その強者とやらがまだしゃべっている途中に俺が首を落としたことで、残りの連中はカイン氏を含めてとても大人しくなった。


 絶対的な彼我の戦力差思い知らせて恐怖を植え付けるという『鞭』が成ったとなれば、あとは利益という『飴』を与えるだけだ。


 ちょうどよかったので近隣にあった魔物領域テリトリーのひとつをボスも含めて狩り尽くし、それらを『三大陸トライ・カンティネンツ』がどう捌くのかを見せてもらうことにしたというわけだ。

 事がこうなった以上、ディマスさんに預けていた魔物モンスターだけでは足りないのは明らかだし、ちょうどよかっともいえる。


 今現在も情報が世界中に拡散していっている最中だろう赤竜レッド・ドラゴンよりは格下ばかりだったが、少なくともボスは『牙狼王』級だったので問題はあるまい。

 それ以上が必要となればまた狩るのもいいし、異層保持空間ストレージから見繕ってもいい。


 これだけの『飴』をあっさり与えることが可能だという事実は、あるいは馬鹿を一人殺したことなどよりよほど『鞭』にもなっただろうし、当面はディマスさんとカイン氏にまかせておけばいいだろう。


 『三大陸トライ・カンティネンツ』では抗しきれない『迷宮保有国家連盟ホルダーズ・クラブ』や『聖教会』が出張ってきたら、また俺が出ていく必要もあるのだろうが、その辺は世界を股にかける大商会としての手腕を期待したいところである。


 ディマスさんとカイン氏には「何かあっても意地を張らずに生き残ることを優先してください、時間を稼いでくれた方が俺も駆けつけやすいので」と告げておいたので今後は従ってくれるハズだ。


 今回ディマスさんの危機に実は一度間に合ってなかったのは内緒である。

 カイン氏は実際に経験しているので、力強く頷いてくださっていた。


 カイン氏といえば、意識を取り戻してからは恐怖に恐れ戦くどころか、俺の力を後ろ盾に『迷宮保有国家連盟ホルダーズ・クラブ』や『聖教会』に対等以上の喧嘩を仕掛けられることが嬉しくてたまらないらしく、俺が弱体化でもしない限りは裏切りそうにもなかった。


 命乞いの内容がただ死に対する恐怖ではなく、これから面白くなるのにそれに参加できないことを本気で恐怖しているというのが凄い。

 味方にすればかなり使えそうだし、あっさりディマスさんの手下として馴染んでいたのもすごいというか、なんか怖い。
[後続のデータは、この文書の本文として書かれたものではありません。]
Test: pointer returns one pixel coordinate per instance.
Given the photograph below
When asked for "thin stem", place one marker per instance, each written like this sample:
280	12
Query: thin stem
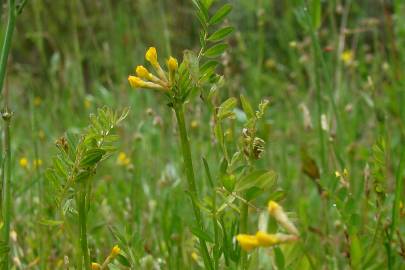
6	185
81	200
5	50
188	164
243	229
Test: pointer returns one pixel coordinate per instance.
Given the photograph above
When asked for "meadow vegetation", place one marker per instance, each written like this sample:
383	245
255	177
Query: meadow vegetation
202	134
 ディマスさんはディマスさんで「商人ってのは利が勝る限り裏切らんと思うぜ?」などとからから笑っておられたので、実はいいコンビになるのかもしれない。


 まあお任せしよう。


 そこから再び『時間停止』を発動して迷宮都市ヴァグラムここへと帰還し、アリスさんを味方になるように口説いた上で、今の出社――もとい、冒険者ギルドへ訪れることに相成っているわけである。

 ちなみにアリスさんは、自分も含めた『蜃気楼』の嬢たち全員の安全と生活を保障してもらえるのであれば、全面的に俺の味方に付くと言ってはくれている。
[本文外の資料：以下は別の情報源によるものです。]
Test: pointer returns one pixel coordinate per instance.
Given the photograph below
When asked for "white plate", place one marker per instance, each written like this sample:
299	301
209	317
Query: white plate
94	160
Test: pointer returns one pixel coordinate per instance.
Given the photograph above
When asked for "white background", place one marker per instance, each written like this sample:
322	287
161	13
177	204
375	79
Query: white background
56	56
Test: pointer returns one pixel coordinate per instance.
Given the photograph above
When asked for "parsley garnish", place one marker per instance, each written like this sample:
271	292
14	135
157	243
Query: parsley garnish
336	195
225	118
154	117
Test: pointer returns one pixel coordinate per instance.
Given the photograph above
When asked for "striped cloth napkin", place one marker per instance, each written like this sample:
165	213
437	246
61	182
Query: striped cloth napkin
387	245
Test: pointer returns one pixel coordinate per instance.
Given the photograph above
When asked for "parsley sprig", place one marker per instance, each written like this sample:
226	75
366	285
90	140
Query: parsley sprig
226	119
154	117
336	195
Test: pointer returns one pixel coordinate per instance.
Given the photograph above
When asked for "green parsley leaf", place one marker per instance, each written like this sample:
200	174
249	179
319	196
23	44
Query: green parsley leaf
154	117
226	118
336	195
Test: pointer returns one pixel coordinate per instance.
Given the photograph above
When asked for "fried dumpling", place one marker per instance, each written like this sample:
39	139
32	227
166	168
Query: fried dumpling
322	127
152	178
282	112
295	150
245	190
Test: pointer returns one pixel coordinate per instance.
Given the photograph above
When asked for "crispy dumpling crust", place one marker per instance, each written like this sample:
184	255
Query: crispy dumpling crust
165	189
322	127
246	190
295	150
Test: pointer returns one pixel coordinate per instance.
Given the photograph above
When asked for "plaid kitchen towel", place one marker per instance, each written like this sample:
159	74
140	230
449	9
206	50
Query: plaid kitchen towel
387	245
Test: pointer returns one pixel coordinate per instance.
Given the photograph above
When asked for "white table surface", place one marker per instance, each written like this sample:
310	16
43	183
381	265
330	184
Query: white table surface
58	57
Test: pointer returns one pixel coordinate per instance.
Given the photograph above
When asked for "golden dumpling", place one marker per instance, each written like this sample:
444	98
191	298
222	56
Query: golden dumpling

 本来であればとんでもない条件なのかもしれないが、わりと今の俺にとってはお安い御用だと言ってしまえる。

 そのあたりも今日、冒険者ギルドで片づけてしまいたいところではある。

 

 ことほど左様にやるべきことは多いが、『時間停止』発動中に充分睡眠はとれているし、アリスさんに用意してもらった食事も食べているので体調にはなにも問題ない、というかすこぶる調子はいい。


 眠気眼をこすりながら、徹夜明けに無理やり出社というわけではないのだ。


 とはいえこの世界の時間でいえば俺の意識が覚醒してからまだ24時間もたっていないにもかかわらず、俺の主観時間ではすでに『時間停止』×6回=144時間がプラスされているのでなんか妙な感じだ。

 やっていることは徹夜作業どころではないのだが、充分に休養もできてしまうあたりが冷静に考えてみるととんでもない。


 いやゲームとして考えても、ゲーム内時間で一日も経過していないのにレベルは50超えるわ、各種イベントを並行展開しているわとなればまさに不正行為チート野郎の所業である。


 ぐうの音も出ないほどその通りではあるのだが。


 まあ一つ一つ片付けていくしかないし、今のところダルさよりも面白さの方がずっと勝っているから特に問題はない。


 まずは新人冒険者ルーキーらしい行動を開始しつつ、できることからやっていくのみである。

 

「おはようございます、マサオミ様」


「えっと?」


 そう思い定めてギルドの立派な扉を潜ると、入り口で待ち構えていたらしい上品な感じの女の子が挨拶をしてくれる。

 俺の名前を口にしているので間違いということはあり得ないが、この娘いつから待っていてくれたのだろう。


 桜色の髪をロング・テールに纏め、同じ色の優しそうな瞳をした女の子。


 年の頃は20前後か、背はそう高くないがやたらメリハリのきいた曲線の持ち主である。

 籠護女かごめの中のヒトほどではないし、個人的にはアリスさんやターニャさんのようなバランスタイプの方が好みだったりするが、魅力的であることは間違いない。

 美しさだけでいえば頭一つ抜けていると個人的には思っているリィンについては、あえてスタイルに関する言及は避けよう。


「私は本日よりマサオミ様付きの受付嬢を拝命致しました、ティファ・ヴァロアと申します。今後とも何卒よろしくお願いいたします」


 ああ、昨日ちらっと名前が出ていたな。

 確か貴族の子女だとかなんとか……


 確かに綺麗な娘だし、そういわれれば気品のようなものも感じる。

 とはいえ昨日からリィン、ターニャさん、アリスさんとどえらいキレイどころとばかり知り合っているので、意外と衝撃は少ない。


 慣れとは恐いものだし、人間経験を積むことに勝るものはないのかもしれない。



 まあ。


 朝からアリスさんとじゃれついていたので、今もって俺が半賢者モードであるという理由が一番大きそうではあるが。